Skip Jones / 2°OFF.LLC
Skip I believe that you are quite unique in that you went from West Coast Manager of Bodycote overseeing a number of plants to a manufacturers rep selling heat treating equipment. How did this come about?
“It is really not much different. As you know today’s Corporate Manager must always be justifying and selling operations ideas, investments and expansion plans. The manufacturer rep is selling the same, just at a different level. Our approach to selling is a bit different, in that we use our 25+ years experience and the manufacturer’s technical expertise to provide solutions for the customer’s material and thermal processing challenges.”
Having been a rep for my entire working life I have to ask you-what do you think of the life of being a rep? Is it the road to riches?
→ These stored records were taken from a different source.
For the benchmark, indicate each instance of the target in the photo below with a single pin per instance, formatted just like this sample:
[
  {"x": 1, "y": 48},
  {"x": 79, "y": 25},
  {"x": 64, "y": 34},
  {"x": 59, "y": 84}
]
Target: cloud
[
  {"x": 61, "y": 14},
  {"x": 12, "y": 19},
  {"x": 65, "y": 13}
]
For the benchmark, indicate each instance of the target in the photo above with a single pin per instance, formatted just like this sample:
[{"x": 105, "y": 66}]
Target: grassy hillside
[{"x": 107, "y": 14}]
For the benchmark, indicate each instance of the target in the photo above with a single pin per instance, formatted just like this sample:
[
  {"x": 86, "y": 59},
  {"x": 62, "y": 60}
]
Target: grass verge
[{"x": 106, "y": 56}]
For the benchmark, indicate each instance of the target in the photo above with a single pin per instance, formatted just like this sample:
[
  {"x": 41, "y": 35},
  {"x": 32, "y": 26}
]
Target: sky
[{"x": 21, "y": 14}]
“I have to say I have not seen any lotto sales come our way. The manufacturer rep life is difficult because the capital gestation period for the sales may take as long 12 months to 24 months. It is very important to have a mix of products and consumables to provide sustaining cash flow. As you know to help 2OFF with cash flow our consulting engineering business has provided this base. We have retainer clients where 2 is the client’s metallurgical engineering resource and assisted several companies with business plans and accreditations. Also the affiliation with an International Consulting Group has provided in-roads to new business.”
Continuing in the same vein you saw the heat treating industry from the standpoint of being a buyer and now you are on the other side of the fence selling to heat treaters. Has your viewpoint changed with your transition?
“I do not think my viewpoint has changed… but is enhanced. One frustration I have had as a heat treat-plating equipment buyer; I have found the sales people have not always been process savvy and therefore not providing all the information necessary to meet the processing criteria. With processing knowledge expertise, I assure our customers with the right equipment technology to satisfy their needs and the process.”
Feel free to enlighten our readers about your territory and your product lines.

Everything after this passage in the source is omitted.